Mendengar ini, para tosu itu memandang kepada Siang In, bahkan Ci Sian sendiri terkejut. Tak disangkanya bahwa Pendekar Siluman Kecil inilah yang dimaksudkan oleh Si Pedagang kuda sebagai pendekar yang telah menukarkan kuda hitam itu dengan makanan selama dua hari!

“Ahh, kiranya Hek-liong-ma ini kudamu, Enci?” Ci Sian bertanya heran.

“Nah, lihatlah, Totiang. Kami bukanlah pencuri-pencuri kuda, akan tetapi teman-teman Totianglah yang mencuri dan hendak merampas kuda orang. Maka, harap Totiang mau mengerti dan suka meninggalkan kami yang tidak mencari keributan,” kata Suma Kian Bu, sikap dan suaranya tegas dan berwibawa.

“Ho-ho-ho, Sicu. Harap jangan tergesa-gesa mengambil kesimpulan. Sesungguhnya teman-teman kami itu pun bukan pencuri-pencuri kuda, walau pun mereka berusaha mencuri Hek-liong-ma.”

“Omongan apa itu?” Ci Sian membentak. “Bukan pencuri akan tetapi mencuri!”

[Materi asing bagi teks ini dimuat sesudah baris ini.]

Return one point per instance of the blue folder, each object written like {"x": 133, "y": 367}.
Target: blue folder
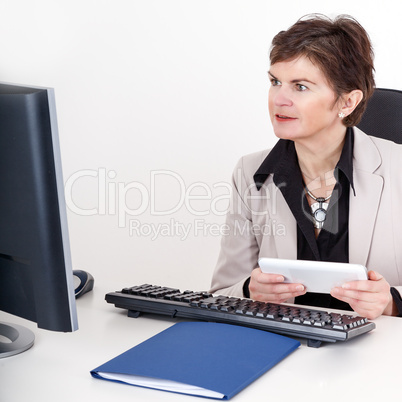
{"x": 199, "y": 358}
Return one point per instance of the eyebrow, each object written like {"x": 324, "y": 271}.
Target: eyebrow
{"x": 293, "y": 81}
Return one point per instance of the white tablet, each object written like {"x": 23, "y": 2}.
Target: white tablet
{"x": 316, "y": 276}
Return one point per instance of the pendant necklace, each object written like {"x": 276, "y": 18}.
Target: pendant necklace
{"x": 319, "y": 209}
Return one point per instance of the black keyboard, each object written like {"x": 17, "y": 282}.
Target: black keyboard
{"x": 316, "y": 325}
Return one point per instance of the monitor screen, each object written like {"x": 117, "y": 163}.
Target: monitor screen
{"x": 36, "y": 277}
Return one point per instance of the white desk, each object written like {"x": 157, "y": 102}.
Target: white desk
{"x": 57, "y": 367}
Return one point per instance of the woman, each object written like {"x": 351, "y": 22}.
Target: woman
{"x": 326, "y": 191}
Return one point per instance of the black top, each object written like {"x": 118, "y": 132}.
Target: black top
{"x": 332, "y": 243}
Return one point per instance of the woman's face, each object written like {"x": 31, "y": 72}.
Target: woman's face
{"x": 302, "y": 105}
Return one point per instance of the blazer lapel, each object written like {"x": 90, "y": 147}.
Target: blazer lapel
{"x": 286, "y": 244}
{"x": 364, "y": 205}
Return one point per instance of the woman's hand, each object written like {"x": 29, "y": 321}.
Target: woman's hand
{"x": 370, "y": 298}
{"x": 270, "y": 287}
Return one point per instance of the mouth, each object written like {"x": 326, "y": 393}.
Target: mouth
{"x": 281, "y": 117}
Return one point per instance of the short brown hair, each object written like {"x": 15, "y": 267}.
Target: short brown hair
{"x": 341, "y": 48}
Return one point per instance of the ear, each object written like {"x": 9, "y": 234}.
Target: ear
{"x": 350, "y": 101}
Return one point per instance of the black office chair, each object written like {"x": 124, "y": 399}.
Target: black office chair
{"x": 383, "y": 116}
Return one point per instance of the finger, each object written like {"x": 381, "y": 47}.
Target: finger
{"x": 266, "y": 278}
{"x": 374, "y": 276}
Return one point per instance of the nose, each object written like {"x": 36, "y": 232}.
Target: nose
{"x": 280, "y": 96}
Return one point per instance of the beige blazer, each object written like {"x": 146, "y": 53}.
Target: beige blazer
{"x": 260, "y": 223}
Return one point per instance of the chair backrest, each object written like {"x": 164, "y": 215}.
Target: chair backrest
{"x": 383, "y": 116}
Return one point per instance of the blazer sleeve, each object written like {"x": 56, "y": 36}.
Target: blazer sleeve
{"x": 239, "y": 246}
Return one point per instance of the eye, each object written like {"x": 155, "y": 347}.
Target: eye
{"x": 275, "y": 82}
{"x": 301, "y": 87}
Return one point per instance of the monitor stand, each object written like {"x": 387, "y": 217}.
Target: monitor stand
{"x": 20, "y": 339}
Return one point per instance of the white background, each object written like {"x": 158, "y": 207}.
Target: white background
{"x": 160, "y": 85}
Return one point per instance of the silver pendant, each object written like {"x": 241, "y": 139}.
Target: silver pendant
{"x": 319, "y": 213}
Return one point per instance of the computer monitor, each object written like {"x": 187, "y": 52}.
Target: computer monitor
{"x": 36, "y": 277}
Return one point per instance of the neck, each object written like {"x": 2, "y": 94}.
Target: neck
{"x": 318, "y": 160}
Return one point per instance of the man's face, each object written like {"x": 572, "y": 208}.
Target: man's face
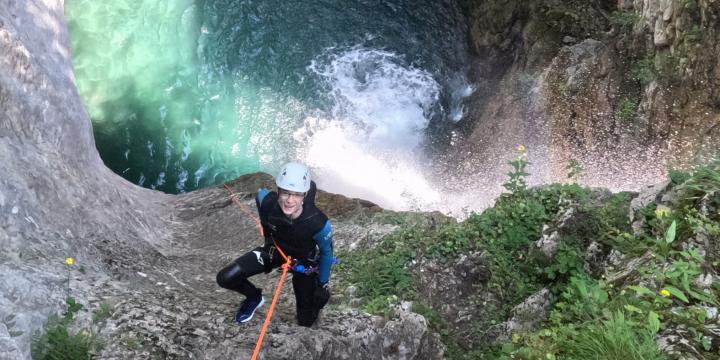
{"x": 290, "y": 202}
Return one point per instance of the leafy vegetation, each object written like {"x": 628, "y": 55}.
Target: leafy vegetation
{"x": 59, "y": 342}
{"x": 610, "y": 312}
{"x": 628, "y": 109}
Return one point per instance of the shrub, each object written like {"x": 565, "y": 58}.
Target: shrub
{"x": 627, "y": 109}
{"x": 615, "y": 339}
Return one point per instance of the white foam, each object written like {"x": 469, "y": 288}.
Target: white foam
{"x": 369, "y": 147}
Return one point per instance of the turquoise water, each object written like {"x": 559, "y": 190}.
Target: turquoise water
{"x": 185, "y": 94}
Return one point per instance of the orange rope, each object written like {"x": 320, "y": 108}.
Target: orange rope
{"x": 285, "y": 267}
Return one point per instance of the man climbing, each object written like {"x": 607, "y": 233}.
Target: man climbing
{"x": 292, "y": 224}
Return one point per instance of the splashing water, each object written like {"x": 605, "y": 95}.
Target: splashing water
{"x": 371, "y": 147}
{"x": 190, "y": 93}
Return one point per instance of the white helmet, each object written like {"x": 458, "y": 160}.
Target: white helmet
{"x": 293, "y": 176}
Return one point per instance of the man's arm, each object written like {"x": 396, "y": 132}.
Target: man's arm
{"x": 262, "y": 193}
{"x": 323, "y": 238}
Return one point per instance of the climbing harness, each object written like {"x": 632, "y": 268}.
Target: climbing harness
{"x": 285, "y": 267}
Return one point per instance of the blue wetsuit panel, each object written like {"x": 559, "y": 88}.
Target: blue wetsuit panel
{"x": 323, "y": 238}
{"x": 262, "y": 193}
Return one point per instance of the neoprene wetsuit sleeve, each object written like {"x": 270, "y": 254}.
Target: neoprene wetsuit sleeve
{"x": 262, "y": 193}
{"x": 323, "y": 238}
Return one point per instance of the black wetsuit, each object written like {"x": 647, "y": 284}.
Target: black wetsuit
{"x": 307, "y": 239}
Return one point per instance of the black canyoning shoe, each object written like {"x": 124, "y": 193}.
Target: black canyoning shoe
{"x": 247, "y": 309}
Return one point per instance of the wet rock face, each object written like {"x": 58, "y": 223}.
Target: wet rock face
{"x": 57, "y": 199}
{"x": 620, "y": 86}
{"x": 146, "y": 259}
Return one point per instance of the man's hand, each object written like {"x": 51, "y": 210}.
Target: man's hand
{"x": 321, "y": 295}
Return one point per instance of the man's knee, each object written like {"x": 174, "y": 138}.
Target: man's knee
{"x": 230, "y": 275}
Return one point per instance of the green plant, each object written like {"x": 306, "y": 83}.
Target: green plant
{"x": 574, "y": 169}
{"x": 628, "y": 109}
{"x": 58, "y": 341}
{"x": 644, "y": 70}
{"x": 582, "y": 300}
{"x": 102, "y": 313}
{"x": 678, "y": 177}
{"x": 617, "y": 338}
{"x": 516, "y": 182}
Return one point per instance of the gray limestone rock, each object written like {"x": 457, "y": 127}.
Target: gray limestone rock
{"x": 146, "y": 260}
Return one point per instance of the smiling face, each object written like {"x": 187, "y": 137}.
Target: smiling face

“Siancai.... Nona muda amat keras hati,” tosu itu berkata sambil mengelus jenggotnya. “Agar jelas bagi Sam-wi (Kalian Bertiga) baiklah kami ceritakan. Kami hanya orang-orang yang bertugas mendapatkan kuda terbaik di daerah ini. Pada waktu kami melihat Hek-liong-ma, kami tahu bahwa itulah kuda yang harus kami dapatkan. Kami membujuk pedagang kuda, hendak membelinya dengan harga berapa pun, lalu membujuk untuk meminjamnya, namun sia-sia. Dia tidak mau menyerahkannya dan terpaksalah kami berusaha mencurinya.” Tosu itu dengan singkat lalu menceritakan keadaannya dan anak buahnya yang ‘terpaksa’ mencuri kuda terbaik.

Di daerah Sin-kiang yang amat luas itu terdapat banyak pengusaha-pengusaha yang hidupnya seperti raja-raja kecil. Mereka adalah orang-orang yang menguasai tanah yang luas sekali, yang kebanyakan didapatkannya dengan mengandalkan kekayaan mereka yang amat besar. Dengan tanah yang amat luas itu, dan dengan harta mereka, maka raja-raja kecil ini memperkuat dirinya dengan pembantu-pembantu bayaran, dengan pasukan-pasukan kecil untuk melindungi keamanan jiwa dan hartanya.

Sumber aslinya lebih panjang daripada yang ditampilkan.